Let's flash back to 1992. Cam and their siblings move into a new house and score a Super Nintendo for Christmas. They also meet their neighbors, who have a Nintendo Entertainment System. And that's where things really take off.

Final Fantasy had an enormous impact on me. The boy next door would chronically rent the original from the in-house video rental section of the grocery store. I'd watch for hours. So when I saw that there were more of these games on the SNES, it was a given that it was my turn to play. In a strange twist of fate, a used Final Fantasy II (IV) was $44.95 and a used Final Fantasy III (VI) was $54.95, and I only had $50 to spend... so FF2 it was. I feel like this is kind of a fork in the road for an impressionable young gamer. Because the battle system of FF2 was so much simpler, the focus for the player had to be the story.

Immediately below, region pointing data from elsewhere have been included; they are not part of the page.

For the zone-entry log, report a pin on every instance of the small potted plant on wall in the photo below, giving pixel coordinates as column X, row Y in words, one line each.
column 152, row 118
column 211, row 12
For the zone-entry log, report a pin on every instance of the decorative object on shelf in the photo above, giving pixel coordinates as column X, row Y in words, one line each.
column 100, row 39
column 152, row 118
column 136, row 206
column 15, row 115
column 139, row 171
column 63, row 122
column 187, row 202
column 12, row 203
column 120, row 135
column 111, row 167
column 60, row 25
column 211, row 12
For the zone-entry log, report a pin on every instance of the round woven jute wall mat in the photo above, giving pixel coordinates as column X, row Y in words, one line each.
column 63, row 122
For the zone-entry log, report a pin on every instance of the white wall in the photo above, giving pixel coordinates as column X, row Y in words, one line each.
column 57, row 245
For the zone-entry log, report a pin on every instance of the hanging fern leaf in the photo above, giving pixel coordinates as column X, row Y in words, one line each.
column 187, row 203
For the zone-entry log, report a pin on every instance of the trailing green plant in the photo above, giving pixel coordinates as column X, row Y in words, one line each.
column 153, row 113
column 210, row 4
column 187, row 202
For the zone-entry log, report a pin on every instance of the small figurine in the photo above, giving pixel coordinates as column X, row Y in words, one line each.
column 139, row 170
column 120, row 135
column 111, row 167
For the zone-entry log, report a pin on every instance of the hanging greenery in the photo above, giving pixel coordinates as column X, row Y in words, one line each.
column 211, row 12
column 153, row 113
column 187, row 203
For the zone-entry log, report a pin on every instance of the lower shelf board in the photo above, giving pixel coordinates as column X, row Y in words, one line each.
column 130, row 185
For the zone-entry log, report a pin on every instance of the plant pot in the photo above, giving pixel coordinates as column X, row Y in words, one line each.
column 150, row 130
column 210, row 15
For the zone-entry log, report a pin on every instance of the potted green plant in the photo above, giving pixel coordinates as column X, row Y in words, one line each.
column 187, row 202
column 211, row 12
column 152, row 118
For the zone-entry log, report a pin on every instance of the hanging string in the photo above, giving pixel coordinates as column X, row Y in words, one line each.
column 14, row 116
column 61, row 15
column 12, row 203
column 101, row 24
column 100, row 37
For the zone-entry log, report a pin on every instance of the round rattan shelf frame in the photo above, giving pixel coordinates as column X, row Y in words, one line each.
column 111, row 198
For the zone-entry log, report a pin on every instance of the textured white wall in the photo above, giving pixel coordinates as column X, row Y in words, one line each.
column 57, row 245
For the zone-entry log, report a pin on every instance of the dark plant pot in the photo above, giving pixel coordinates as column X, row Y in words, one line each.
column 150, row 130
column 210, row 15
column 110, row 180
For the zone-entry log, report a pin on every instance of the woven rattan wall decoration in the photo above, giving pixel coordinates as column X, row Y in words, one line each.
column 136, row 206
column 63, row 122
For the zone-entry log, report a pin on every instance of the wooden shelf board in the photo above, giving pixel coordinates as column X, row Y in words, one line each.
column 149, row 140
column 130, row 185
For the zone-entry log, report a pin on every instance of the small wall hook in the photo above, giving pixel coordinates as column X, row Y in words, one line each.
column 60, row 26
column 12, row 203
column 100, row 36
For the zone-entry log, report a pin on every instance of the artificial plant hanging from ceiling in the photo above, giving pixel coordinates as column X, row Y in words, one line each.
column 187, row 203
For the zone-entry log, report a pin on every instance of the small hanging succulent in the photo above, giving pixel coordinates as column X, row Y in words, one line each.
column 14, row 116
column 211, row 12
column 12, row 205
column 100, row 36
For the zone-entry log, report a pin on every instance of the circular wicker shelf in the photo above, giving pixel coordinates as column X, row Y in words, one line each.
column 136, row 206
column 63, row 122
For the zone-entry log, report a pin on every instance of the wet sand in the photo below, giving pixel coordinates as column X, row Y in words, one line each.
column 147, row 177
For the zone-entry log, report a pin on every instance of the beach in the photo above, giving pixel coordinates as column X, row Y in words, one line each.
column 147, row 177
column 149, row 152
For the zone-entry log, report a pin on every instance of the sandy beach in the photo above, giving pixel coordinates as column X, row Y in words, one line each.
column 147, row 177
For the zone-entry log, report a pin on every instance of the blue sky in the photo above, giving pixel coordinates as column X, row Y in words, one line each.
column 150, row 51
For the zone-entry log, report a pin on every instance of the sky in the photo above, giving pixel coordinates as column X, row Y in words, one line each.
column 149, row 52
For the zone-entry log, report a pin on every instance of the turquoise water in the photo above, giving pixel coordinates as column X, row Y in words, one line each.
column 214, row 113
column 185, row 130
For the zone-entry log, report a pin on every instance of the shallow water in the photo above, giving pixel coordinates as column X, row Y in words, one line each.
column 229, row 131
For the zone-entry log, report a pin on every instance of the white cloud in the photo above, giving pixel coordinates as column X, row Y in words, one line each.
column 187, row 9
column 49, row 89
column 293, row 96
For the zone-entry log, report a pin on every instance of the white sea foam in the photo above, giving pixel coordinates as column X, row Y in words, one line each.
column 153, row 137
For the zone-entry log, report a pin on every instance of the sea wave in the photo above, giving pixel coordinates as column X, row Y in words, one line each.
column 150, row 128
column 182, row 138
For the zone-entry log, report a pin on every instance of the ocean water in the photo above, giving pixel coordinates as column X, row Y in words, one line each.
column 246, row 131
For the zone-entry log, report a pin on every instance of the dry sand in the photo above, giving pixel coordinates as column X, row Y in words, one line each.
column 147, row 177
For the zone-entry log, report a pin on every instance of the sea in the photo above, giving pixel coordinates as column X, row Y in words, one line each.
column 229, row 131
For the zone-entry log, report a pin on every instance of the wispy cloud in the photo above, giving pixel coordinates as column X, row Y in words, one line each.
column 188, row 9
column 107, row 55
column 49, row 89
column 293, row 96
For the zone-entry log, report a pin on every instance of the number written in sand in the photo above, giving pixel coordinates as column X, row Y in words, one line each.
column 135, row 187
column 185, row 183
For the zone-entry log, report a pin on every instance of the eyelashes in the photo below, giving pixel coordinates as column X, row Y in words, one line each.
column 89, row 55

Another big difference between FF2 and other JRPGs was the art. I always liked the cleaner, more streamlined stylings of FF2. (Dragon Warrior IV gets a shoutout here, too.) Other games, like FF3 or Chrono Trigger, then appeared messy or cluttered to my eye. Pixel art is so joyous to me because it forces your imagination to fill in the gaps. What you don't see, you create.

The trope of the young waif with a traumatic past always tugged at my heartstrings.

Final Fantasy VI, Final Fantasy VII, and Final Fantasy VIII would also be played into my teen years. There were other big games, of course, from various genres and systems. You had your SimCity, Tetris Attack, Starfox (God, I love Starfox, and I can't even explain why), Uncharted Waters: New Horizons, Goldeneye 64, Diablo, Warcraft II, and many more. A decent spread of genres. But Final Fantasy II was always the crown jewel of my collection, and dearest to my heart.

It was as an adult, and through entirely legal means, that I discovered Earthbound and Harvest Moon for the SNES. (These were obscenely expensive, even in 1996, and practically inaccessible in 2008.) They had a big impact on me as well. I realized that I loved first-person connections with characters, as well as affection mechanics like dialogue options and gift-giving. My social ineptitude probably has a little bit to do with that. And as a kid, I was drenched in fantasy and sci-fi, so to find interest in games set in modern times was bizarre... but welcome. The medieval fantasy genre, in all honesty, can get tiresome with its limitations, even if you do throw in an airship periodically.

I played with RPG Maker here and there, but nothing really stuck... until I had been playing roller derby for about 4 years and really wanted to share the experience with people that either wouldn't or couldn't play themselves. It was only natural to fit that into a Final Fantasy-esque package. With some added social mechanics, of course.